On Wednesday, we packed up the car and headed for Bath, a treat the dear old lovable MM had planned to make up for the fact that I missed out on a summer holiday this year. We have been to Bath on many occasions but I never tire of doing the Jane Austen tours, visiting the Abbey , the Pump Rooms and the Roman Baths. I managed to re-read Northanger Abbey and Persuasion for the thousandth time, to put me in the right mood for the visit.
I love the architecture and the river. I managed to get this shot of Pulteney Bridge but all my other shots have intrusive modern vehicles or crowds of people in them so I'll settle for this postcard of the Crescent.

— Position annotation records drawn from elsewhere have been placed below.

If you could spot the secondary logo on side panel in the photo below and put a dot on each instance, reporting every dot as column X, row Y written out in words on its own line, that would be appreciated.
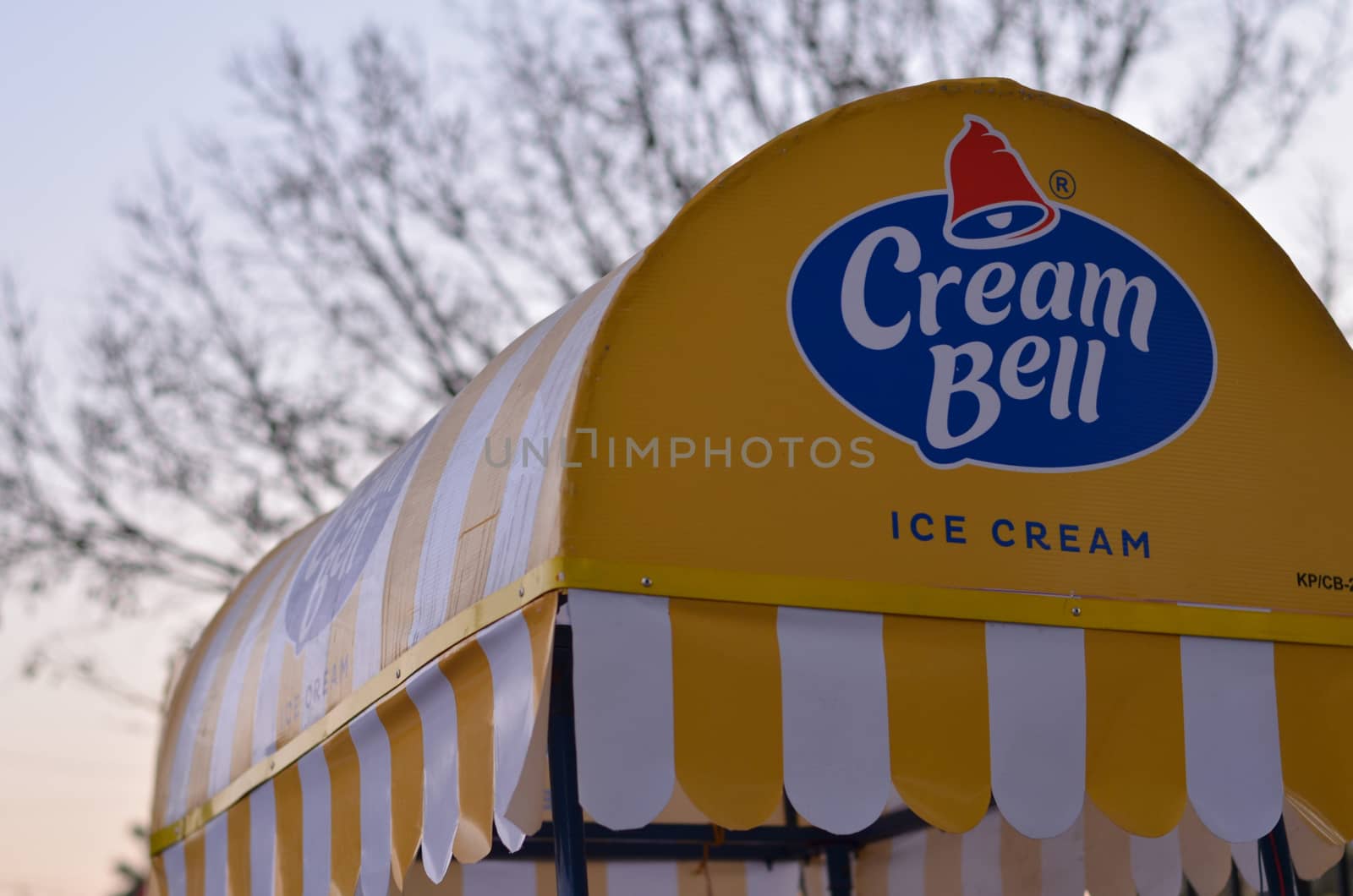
column 987, row 324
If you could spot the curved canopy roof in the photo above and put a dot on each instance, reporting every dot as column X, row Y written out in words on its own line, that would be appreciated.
column 961, row 441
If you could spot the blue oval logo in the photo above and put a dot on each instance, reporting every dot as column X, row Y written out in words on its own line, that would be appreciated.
column 985, row 324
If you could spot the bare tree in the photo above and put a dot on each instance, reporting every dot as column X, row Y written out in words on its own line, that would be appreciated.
column 315, row 278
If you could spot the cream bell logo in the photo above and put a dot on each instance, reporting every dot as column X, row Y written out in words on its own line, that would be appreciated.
column 985, row 324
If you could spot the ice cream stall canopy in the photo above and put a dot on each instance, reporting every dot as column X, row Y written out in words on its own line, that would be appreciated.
column 953, row 499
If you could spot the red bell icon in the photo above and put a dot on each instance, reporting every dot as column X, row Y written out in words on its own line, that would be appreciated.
column 992, row 199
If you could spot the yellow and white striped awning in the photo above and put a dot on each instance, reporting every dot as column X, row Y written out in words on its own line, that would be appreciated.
column 369, row 704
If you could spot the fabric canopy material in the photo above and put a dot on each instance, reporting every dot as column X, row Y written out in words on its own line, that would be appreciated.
column 829, row 533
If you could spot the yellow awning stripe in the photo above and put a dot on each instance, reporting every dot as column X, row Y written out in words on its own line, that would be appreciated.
column 726, row 693
column 1134, row 740
column 937, row 706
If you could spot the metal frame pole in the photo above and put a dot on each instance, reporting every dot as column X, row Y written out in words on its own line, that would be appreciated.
column 570, row 855
column 838, row 871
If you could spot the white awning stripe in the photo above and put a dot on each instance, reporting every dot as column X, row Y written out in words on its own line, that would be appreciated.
column 1235, row 769
column 835, row 742
column 835, row 715
column 622, row 706
column 1035, row 680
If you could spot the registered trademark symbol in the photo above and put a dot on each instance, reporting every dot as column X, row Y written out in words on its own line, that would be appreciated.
column 1061, row 183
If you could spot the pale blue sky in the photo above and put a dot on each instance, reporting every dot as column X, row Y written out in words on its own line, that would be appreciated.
column 85, row 91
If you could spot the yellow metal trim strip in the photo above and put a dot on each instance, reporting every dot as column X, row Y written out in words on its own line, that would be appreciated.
column 945, row 603
column 786, row 590
column 536, row 583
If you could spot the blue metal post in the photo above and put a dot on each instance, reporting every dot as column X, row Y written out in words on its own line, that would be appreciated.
column 570, row 855
column 838, row 871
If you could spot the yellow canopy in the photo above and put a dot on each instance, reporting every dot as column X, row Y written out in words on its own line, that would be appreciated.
column 961, row 443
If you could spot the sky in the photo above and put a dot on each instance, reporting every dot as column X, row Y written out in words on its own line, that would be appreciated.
column 87, row 92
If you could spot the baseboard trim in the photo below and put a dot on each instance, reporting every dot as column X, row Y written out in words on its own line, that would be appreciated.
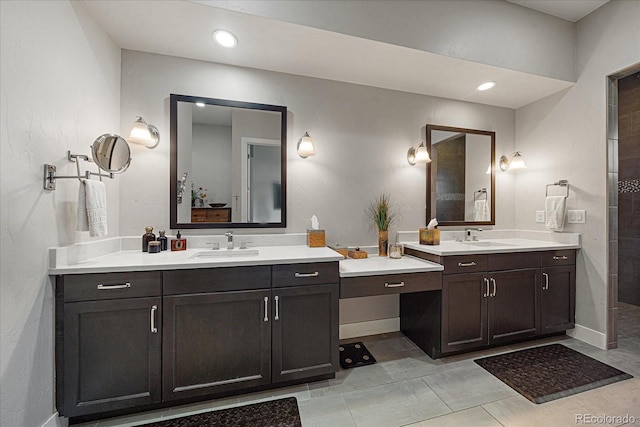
column 371, row 327
column 56, row 420
column 590, row 336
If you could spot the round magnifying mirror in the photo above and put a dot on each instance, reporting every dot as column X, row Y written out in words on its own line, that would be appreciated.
column 111, row 153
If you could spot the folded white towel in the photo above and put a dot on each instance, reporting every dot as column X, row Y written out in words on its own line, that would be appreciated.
column 481, row 210
column 92, row 208
column 554, row 212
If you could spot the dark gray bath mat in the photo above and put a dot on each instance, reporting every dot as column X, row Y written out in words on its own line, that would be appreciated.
column 354, row 355
column 274, row 413
column 550, row 372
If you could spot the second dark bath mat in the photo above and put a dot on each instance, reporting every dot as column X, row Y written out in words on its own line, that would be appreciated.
column 355, row 354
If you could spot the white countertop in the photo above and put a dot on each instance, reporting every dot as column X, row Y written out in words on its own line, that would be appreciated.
column 375, row 266
column 136, row 260
column 491, row 246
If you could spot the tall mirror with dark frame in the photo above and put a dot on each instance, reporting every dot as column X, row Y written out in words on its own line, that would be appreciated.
column 461, row 176
column 228, row 164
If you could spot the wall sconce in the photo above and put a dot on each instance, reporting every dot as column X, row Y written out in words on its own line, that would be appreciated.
column 420, row 154
column 516, row 162
column 305, row 146
column 145, row 134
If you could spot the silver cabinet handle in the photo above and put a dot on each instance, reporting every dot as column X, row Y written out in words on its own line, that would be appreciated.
column 314, row 274
column 467, row 264
column 108, row 287
column 394, row 285
column 154, row 330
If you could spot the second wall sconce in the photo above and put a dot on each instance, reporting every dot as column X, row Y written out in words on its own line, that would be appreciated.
column 305, row 146
column 144, row 134
column 516, row 162
column 420, row 154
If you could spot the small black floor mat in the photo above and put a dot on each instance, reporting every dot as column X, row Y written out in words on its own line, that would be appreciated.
column 354, row 355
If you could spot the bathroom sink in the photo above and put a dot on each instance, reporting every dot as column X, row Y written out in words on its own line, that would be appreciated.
column 225, row 253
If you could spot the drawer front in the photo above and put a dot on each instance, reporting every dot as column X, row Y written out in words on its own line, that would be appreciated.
column 205, row 280
column 364, row 286
column 305, row 274
column 105, row 286
column 464, row 263
column 561, row 257
column 513, row 261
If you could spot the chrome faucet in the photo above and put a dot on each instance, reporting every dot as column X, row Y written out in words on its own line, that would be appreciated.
column 467, row 234
column 229, row 235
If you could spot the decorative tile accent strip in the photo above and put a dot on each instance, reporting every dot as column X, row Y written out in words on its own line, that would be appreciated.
column 450, row 196
column 629, row 186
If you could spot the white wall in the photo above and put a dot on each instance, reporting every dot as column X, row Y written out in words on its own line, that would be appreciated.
column 493, row 32
column 361, row 134
column 60, row 80
column 564, row 137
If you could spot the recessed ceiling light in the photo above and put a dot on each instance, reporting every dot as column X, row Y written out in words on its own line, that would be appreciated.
column 225, row 38
column 486, row 86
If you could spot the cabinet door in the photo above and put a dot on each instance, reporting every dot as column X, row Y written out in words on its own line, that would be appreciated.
column 215, row 342
column 464, row 312
column 305, row 331
column 112, row 355
column 513, row 305
column 557, row 299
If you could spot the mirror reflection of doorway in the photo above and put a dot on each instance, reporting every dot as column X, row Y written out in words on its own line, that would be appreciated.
column 263, row 182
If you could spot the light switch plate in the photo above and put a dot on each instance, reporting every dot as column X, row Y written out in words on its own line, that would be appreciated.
column 577, row 216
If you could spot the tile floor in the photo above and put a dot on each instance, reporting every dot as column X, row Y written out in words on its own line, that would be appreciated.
column 407, row 388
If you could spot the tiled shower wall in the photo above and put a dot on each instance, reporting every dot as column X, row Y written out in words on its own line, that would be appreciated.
column 629, row 189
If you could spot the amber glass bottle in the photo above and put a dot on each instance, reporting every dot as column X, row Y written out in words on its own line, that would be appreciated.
column 146, row 238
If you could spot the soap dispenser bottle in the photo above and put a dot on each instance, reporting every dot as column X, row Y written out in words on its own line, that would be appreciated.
column 147, row 237
column 163, row 240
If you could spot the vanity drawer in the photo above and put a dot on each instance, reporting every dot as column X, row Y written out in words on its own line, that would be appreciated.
column 464, row 263
column 105, row 286
column 364, row 286
column 513, row 261
column 315, row 273
column 221, row 279
column 561, row 257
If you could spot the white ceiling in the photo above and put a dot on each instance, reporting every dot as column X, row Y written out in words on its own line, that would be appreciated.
column 183, row 29
column 571, row 10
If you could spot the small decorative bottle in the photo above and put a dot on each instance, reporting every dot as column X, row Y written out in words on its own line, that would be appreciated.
column 147, row 237
column 163, row 240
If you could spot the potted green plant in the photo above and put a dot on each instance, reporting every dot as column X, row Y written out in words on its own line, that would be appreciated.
column 383, row 215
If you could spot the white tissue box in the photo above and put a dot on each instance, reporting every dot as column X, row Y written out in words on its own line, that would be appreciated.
column 315, row 238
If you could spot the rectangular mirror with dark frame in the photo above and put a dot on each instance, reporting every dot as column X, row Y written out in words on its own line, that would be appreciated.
column 461, row 176
column 228, row 164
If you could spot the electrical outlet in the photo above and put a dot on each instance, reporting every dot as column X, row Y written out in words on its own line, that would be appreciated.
column 577, row 216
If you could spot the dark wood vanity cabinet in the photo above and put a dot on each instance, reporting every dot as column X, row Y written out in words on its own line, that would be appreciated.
column 558, row 292
column 480, row 309
column 108, row 342
column 131, row 340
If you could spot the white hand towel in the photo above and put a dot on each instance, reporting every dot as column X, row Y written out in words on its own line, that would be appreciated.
column 92, row 208
column 554, row 211
column 481, row 210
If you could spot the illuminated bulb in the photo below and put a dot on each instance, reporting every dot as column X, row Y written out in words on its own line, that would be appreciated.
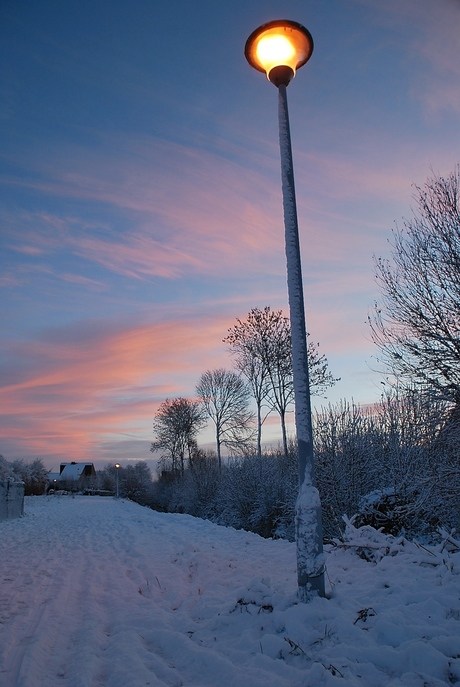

We stayed in a hotel in Henrietta Street. The location was ideal, the online description perfect, the reality not to be mentioned, unfortunately. We decided not to sue but we won't be recommending it. Still, having negotiated the STAIRS (no lift) from our top floor room and skipped the inedible breakfast, it was lovely to walk the few yards to Laura Place (temporary home to the Dowager Countess Dalrymple and her daughter, the Honourable Miss Carteret, as all JA readers will know) and then on to Pulteney Bridge.
On all our previous visits to Bath we have attempted to visit the American Museum at Claverton Down but it has always been closed to the public on those particular days. This time I made good use of their website to plan my visit.
The American Museum in Britain is the only museum devoted to American decorative arts. There is a permanent collection of folk art and special exhibitions which change from year to year; the current one being The Dollar Princesses. There are fifteen period rooms to visit, all fitted out with furniture and artifacts shipped from America and rebuilt exactly, including the wall panelling.
This is the eighteenth century Conkey's Tavern, shipped from Massachusetts. Until recent Health and Safety regulations interfered, gingerbread was cooked every day in the little oven by the fire. Now it has to be brought in from the modern kitchen to be served by a buxom lady in costume. It is worth a trip just to taste it.
There are rooms devoted to various groups such as the Shakers and Amish. There are elegant drawing rooms, simple pioneer living rooms, an extravagant New Orleans bedroom and many more. The museum also houses a unique collection of quilts, rugs and Navajo blankets.
We had afternoon tea outside on the terrace, overlooking Claverton Down. The MM had some more of the delicious gingerbread but I wanted to try some snicker doodle, in honour of all my American blogging friends. Jolly good it was too; I'd love to have the recipe.
On Thursday evening, son Andrew and his Anna came over from Bristol and we went for a deliciously different meal at Yak Yeti Yak, the highly acclaimed Nepalese restaurant in Bath. The perfect end to our short stay in the city.